We live in a time and place with the greatest potential wealth accumulation in history. Most of us benefit from new technologies, inexpensive imported goods, relatively low taxes, and employment-based benefits. However, in the last few years it’s become clear that our public infrastructure is often insufficient to keep us safe or transport us efficiently; our environment is changing and our consumption of non-renewable energy sources is at least partially to blame; we can’t figure out how to pay for or share new health technologies; and gross inequities leave millions of people in poverty. To make matters worse, our political system is incapable of dealing with complex problems.

Former Treasury Secretary Robert Rubin put it this way: [The Mexican debt crisis of 1995] demonstrates the difficulties our political processes have in dealing effectively with issues that involve technical complexities, shorter-term cost to achieve longer-term gain, incomplete information and uncertain outcomes, opportunities for political advantage, and inadequate public understandings. Unfortunately, many of the most important economic, geopolitical, and environmental challenges of today’s complicated world fit this profile, raising the question of how effectively our political system will be able to deal with them.

One of the implications of the dilemma Rubin points out is that we need new civic and educational infrastructure. The nonprofit sector plays an integral part in bolstering and improving our public delivery systems. In education, nonprofits serve at least two vital roles:

• Change agents: Local education funds, reform support organizations, and advocacy organizations attempt to steer and support school, district, and state improvement.

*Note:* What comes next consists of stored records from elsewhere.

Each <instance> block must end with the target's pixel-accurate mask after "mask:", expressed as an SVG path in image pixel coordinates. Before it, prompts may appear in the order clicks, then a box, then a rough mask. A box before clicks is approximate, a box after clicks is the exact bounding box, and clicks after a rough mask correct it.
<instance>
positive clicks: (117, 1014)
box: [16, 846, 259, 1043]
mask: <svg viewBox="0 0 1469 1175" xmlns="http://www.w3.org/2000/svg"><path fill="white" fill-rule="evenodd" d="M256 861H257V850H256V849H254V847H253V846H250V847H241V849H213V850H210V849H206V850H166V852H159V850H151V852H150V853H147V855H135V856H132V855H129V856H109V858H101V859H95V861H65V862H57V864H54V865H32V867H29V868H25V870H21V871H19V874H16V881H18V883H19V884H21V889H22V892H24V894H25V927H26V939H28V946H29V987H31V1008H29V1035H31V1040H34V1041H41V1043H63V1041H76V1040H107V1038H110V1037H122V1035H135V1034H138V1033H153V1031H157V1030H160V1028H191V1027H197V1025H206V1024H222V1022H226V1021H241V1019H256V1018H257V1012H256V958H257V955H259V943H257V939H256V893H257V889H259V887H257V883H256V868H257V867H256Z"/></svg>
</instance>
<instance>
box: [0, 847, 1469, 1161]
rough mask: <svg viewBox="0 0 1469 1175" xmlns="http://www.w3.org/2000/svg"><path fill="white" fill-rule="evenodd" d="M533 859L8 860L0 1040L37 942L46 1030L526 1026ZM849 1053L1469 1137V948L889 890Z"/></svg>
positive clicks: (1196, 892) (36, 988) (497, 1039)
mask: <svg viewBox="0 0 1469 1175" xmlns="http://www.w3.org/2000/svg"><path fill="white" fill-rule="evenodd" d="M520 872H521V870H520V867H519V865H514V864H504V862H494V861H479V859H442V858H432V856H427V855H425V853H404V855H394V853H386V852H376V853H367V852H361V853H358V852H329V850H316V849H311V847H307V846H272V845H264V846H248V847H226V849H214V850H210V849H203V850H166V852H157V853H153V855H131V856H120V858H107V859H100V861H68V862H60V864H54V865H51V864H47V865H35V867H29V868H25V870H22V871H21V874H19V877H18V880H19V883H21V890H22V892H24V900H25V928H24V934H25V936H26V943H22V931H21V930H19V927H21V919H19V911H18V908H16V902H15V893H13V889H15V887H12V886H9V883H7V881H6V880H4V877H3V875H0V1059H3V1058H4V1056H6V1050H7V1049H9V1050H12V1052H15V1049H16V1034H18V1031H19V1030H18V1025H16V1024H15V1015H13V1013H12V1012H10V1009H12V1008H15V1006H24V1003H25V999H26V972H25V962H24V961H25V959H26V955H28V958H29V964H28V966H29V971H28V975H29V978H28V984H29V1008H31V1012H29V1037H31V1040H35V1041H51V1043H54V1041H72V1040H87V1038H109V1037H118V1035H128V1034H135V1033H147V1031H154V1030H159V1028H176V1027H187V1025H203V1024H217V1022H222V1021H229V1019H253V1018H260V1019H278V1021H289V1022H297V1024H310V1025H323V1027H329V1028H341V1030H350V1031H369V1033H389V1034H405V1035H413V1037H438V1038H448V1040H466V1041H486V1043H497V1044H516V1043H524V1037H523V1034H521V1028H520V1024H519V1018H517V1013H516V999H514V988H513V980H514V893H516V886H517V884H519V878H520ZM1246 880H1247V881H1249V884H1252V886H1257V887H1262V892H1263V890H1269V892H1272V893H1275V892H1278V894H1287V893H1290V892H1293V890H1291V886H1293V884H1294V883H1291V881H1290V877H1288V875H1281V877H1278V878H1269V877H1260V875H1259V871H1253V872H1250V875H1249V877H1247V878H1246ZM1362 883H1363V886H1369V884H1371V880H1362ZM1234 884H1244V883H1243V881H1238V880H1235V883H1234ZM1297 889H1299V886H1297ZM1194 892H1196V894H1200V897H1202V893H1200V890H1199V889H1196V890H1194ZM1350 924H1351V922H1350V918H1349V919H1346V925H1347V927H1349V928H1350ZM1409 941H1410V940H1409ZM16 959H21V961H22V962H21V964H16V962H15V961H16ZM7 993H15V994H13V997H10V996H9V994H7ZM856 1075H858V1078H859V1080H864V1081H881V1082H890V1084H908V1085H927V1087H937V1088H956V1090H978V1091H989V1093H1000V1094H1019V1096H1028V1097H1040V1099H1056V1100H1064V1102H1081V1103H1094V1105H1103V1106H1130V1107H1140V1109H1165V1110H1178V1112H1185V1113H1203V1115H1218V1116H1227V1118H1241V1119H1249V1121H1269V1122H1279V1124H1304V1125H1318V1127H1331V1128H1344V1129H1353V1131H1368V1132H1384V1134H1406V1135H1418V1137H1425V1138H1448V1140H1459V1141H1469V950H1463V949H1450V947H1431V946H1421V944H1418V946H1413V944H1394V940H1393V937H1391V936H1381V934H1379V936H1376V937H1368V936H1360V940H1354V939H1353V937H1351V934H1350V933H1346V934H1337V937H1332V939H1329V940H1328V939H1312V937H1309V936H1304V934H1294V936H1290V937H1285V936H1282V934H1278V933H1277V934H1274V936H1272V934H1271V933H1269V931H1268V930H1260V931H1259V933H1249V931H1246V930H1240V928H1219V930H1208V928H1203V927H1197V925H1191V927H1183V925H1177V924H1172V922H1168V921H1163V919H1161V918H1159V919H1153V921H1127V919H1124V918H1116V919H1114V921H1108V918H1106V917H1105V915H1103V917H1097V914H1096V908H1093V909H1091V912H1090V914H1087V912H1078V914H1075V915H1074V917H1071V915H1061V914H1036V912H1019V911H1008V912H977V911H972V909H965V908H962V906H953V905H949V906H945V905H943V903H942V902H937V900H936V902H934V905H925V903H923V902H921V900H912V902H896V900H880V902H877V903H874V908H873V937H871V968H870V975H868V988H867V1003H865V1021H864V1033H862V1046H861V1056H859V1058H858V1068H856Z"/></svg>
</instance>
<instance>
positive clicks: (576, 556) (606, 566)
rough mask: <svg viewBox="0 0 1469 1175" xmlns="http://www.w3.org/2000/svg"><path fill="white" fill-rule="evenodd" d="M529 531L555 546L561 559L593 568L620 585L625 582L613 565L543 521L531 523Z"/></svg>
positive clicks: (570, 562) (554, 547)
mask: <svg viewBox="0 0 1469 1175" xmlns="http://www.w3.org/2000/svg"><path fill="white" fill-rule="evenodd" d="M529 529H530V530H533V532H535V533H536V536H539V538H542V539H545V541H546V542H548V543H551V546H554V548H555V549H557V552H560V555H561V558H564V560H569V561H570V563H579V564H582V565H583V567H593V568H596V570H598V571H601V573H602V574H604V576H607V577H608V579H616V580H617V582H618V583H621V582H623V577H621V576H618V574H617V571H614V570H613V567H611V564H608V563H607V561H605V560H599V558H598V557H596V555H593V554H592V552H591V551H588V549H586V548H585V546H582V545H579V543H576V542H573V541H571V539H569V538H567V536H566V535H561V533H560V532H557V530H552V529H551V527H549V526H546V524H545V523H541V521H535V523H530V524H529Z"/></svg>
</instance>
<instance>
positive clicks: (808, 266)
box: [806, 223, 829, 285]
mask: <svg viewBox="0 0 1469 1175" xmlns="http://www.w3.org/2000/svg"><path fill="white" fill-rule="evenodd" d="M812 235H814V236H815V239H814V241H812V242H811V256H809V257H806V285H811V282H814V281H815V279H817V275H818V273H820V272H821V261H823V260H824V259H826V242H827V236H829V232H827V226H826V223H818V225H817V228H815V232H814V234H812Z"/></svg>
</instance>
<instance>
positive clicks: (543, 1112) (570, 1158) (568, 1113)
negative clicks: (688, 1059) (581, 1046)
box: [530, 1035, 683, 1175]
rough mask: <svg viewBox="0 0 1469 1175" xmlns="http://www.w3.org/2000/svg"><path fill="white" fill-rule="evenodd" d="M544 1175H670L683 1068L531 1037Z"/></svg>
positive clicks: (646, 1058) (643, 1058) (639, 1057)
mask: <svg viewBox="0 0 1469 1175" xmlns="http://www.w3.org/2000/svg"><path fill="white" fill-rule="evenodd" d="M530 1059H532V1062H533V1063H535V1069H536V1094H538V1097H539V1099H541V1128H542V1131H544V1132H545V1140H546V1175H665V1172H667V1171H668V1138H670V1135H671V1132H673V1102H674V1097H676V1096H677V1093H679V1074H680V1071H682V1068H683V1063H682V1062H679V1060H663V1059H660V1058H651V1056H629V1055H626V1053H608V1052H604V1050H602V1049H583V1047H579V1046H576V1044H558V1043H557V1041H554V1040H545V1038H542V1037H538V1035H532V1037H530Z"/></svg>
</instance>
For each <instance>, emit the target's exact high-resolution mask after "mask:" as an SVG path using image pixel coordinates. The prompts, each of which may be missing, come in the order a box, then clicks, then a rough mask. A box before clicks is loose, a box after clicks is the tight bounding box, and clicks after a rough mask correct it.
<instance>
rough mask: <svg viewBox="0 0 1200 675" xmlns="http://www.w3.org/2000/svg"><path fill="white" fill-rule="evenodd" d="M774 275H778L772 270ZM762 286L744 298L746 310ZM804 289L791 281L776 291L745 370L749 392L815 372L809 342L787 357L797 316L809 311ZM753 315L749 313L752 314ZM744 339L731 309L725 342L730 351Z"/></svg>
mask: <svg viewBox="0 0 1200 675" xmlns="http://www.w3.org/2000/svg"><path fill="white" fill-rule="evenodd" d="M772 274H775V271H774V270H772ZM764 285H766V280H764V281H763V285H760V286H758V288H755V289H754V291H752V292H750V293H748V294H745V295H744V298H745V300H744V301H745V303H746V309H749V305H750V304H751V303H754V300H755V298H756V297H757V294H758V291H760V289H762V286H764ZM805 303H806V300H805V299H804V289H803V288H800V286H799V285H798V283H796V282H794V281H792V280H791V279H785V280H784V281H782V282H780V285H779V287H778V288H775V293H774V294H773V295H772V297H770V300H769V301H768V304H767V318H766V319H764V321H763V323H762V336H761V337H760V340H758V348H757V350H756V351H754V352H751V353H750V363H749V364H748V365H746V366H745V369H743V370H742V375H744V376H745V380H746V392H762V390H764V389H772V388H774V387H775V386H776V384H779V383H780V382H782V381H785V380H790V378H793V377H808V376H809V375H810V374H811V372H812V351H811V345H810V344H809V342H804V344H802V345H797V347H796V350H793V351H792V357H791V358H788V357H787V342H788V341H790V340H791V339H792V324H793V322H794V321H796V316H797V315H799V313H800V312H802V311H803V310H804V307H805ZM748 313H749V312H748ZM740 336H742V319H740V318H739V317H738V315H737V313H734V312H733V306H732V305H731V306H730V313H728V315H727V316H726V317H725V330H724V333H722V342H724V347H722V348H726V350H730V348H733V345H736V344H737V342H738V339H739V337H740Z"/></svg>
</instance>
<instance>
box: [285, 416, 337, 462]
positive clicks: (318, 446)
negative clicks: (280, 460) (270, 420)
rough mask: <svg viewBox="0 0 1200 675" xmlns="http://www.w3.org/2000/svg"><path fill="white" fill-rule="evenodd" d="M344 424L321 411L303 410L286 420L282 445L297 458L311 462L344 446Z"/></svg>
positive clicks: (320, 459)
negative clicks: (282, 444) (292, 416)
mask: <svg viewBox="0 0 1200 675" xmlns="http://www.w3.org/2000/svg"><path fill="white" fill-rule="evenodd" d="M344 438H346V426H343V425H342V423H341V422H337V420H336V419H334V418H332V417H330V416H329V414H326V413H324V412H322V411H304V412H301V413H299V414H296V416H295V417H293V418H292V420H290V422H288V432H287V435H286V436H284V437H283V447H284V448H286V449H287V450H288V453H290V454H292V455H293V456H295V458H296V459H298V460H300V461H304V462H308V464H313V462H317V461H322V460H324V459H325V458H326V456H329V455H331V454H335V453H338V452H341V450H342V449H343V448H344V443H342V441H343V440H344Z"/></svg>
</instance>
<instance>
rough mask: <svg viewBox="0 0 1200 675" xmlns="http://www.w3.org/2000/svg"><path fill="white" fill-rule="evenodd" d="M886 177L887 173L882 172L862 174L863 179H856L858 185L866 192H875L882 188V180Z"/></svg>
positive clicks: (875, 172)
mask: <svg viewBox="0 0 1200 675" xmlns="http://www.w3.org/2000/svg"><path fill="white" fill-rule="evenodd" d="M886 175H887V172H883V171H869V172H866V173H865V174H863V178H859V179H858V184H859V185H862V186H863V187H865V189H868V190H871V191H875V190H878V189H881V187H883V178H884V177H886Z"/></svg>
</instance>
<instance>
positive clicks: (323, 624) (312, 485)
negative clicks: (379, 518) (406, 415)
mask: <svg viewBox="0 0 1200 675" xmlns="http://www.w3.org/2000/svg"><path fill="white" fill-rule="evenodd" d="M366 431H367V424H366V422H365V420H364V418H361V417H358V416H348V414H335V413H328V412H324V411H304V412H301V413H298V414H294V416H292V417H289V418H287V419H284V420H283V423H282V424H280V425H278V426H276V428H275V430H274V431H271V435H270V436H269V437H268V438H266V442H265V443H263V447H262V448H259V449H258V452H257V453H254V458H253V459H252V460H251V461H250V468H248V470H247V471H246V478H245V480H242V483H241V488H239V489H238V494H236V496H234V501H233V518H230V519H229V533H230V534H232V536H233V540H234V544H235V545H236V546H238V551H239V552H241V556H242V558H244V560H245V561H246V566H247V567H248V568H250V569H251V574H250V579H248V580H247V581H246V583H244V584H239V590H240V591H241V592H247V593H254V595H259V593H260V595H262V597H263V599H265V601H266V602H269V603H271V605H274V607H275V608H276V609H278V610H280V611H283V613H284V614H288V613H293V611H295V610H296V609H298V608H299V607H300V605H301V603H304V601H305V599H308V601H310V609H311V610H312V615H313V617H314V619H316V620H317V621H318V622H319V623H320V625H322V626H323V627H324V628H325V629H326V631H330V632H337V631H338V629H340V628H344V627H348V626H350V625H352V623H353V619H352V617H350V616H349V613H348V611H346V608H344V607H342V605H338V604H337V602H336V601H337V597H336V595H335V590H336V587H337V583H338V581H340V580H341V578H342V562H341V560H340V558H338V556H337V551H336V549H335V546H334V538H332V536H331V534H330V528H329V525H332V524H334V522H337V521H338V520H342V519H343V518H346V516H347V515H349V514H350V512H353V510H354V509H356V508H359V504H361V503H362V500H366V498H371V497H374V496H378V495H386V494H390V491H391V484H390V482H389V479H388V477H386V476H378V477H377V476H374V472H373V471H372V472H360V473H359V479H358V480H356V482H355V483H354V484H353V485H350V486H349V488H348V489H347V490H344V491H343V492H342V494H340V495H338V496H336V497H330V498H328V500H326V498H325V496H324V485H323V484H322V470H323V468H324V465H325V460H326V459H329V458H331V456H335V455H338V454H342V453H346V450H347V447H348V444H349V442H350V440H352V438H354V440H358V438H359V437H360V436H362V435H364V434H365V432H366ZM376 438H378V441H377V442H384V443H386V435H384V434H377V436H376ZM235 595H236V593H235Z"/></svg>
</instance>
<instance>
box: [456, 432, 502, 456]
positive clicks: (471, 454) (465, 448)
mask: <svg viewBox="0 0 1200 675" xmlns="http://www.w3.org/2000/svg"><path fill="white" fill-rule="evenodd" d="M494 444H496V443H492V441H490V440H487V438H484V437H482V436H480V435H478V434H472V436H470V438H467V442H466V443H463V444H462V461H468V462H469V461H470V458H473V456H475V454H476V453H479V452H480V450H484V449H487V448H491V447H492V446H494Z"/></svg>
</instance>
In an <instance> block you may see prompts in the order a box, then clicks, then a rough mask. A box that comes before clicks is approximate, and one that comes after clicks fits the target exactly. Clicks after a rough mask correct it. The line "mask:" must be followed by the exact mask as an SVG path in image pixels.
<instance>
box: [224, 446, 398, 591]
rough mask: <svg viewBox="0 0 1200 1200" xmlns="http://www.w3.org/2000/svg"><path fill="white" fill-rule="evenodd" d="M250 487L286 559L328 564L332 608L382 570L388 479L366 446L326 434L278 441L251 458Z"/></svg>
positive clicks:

• Service delivery: youth and family services, academic and recreational service groups, and health and human service organizations support unmet needs.

The needs grow every day. This report is one of the first attempts to quantify the mounting challenge of developing nonprofit leaders. Investing in leaders, improving compensation, and expanding recruiting efforts are important parts of the solution. Nonprofit organizations have the potential to build the civic and educational infrastructure our children deserve, but only if they have the leadership to achieve their missions.

1 Paul C. Light, “Rebuilding Confidence in Charitable Organizations,” Public Service Policy Brief, New York: New York University, Robert F. Wagner School of Public Service, no. 1, October, 2005.